Mobile phone with pointer on screen, gps concept in flat style

Since mobile devices are already taking over the world, site owners needed a tool which would help them in finding out your battery percentage in order to know when to show you a low-power version of sites. This isn’t problematic at all at the first glance since, basically, they want to make sure that your device doesn’t go off while visiting a certain site. Battery status API saw the light of day in HTML5 and is already built in Firefox, Chrome, and Opera. Browsers introduced the API around one year ago, but as soon as it was presented researchers stated that, although it’s primary use is finding out battery percentage in order to show you low-power site version, it can be used to track on users (or to spy on users, if that sounds better).

Basically, it combines your battery percentage and battery life in seconds in order to provide 14m (million) combination, a pseudo-unique identifier for each and every device. For instance, when you go to Rotten Tomatoes to find out score for some movie, and after visit IMDB via private browsing option so you can look for an actress/actor without your girlfriend/boyfriend seeing it (which pipes your IP through a secure VPN) it is very difficult to associate those two visits to the same device. But, since there are the same ads showed on both sites, you can be tracked via battery status we mentioned earlier, providing one in 14 million chance devices aren’t the same. So basically, ad providers are pretty sure that device was yours in both cases.
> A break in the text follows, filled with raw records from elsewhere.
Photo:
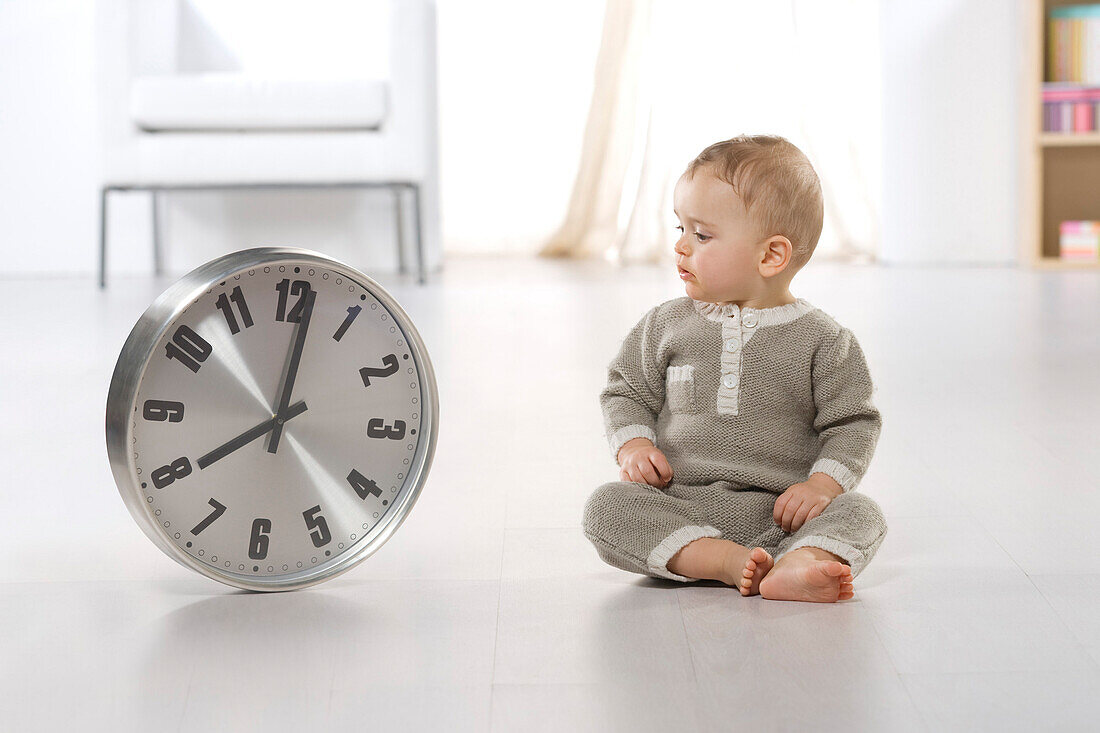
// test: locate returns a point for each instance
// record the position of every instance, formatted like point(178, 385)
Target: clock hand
point(249, 436)
point(290, 370)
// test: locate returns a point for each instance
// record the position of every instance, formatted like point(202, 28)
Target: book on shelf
point(1071, 94)
point(1074, 44)
point(1070, 107)
point(1079, 241)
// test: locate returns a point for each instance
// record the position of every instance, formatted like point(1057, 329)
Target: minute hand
point(290, 371)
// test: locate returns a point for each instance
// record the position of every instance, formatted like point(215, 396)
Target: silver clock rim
point(134, 359)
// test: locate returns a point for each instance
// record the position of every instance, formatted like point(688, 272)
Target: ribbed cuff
point(629, 433)
point(838, 471)
point(855, 558)
point(659, 558)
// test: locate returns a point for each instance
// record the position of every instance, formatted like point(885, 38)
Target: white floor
point(488, 609)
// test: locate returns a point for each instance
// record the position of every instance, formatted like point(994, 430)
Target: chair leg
point(419, 233)
point(399, 219)
point(157, 263)
point(102, 238)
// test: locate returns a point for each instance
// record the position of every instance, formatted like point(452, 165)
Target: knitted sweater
point(759, 397)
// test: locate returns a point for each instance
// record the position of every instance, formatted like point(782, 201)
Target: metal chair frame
point(396, 186)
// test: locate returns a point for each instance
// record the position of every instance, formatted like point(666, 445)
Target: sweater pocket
point(680, 389)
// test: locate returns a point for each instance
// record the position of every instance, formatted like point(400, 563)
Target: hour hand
point(249, 436)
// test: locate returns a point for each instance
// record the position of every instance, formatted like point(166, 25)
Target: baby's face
point(716, 253)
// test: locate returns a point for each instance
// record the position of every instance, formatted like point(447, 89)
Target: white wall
point(950, 72)
point(47, 137)
point(515, 81)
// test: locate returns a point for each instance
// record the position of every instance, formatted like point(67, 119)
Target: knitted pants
point(639, 528)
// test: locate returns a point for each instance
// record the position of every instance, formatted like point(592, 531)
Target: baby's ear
point(777, 255)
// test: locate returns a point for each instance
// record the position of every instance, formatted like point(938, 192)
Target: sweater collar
point(773, 316)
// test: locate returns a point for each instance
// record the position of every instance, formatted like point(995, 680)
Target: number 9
point(161, 409)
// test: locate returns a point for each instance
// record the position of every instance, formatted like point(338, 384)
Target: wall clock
point(272, 418)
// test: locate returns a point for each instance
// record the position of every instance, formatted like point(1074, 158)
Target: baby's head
point(750, 212)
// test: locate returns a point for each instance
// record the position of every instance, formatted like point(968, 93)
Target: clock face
point(279, 422)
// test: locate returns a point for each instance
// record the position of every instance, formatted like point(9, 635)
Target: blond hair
point(779, 187)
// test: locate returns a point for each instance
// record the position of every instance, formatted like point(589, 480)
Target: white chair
point(179, 111)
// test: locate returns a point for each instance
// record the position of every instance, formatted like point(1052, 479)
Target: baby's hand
point(804, 501)
point(642, 462)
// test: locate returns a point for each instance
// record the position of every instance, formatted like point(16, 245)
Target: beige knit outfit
point(744, 403)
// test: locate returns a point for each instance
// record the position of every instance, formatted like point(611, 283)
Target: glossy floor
point(488, 609)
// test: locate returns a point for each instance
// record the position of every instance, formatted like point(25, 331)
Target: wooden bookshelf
point(1060, 172)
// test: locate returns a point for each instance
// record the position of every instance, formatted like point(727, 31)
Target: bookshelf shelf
point(1048, 139)
point(1060, 172)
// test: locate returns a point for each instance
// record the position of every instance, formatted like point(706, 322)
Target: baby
point(739, 415)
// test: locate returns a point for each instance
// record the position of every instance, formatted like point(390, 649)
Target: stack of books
point(1071, 95)
point(1079, 241)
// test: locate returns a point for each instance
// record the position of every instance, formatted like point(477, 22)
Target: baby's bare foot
point(756, 567)
point(803, 576)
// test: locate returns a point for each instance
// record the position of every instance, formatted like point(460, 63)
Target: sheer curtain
point(673, 77)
Steve Engelhard and Arvind Narayanan, two researchers from Princeton University proved that this happens in real world. They’ve run a specially modified browser and found out that battery data (through two tracking scripts) is used in order to mark users (or better to say their devices), allowing the browsers to track you across multiple visits. So, basically, private browsing mode on mobile devices doesn’t mean a thing, you’ll be tracked one way or another, but at least your history won’t be saved so others can see it.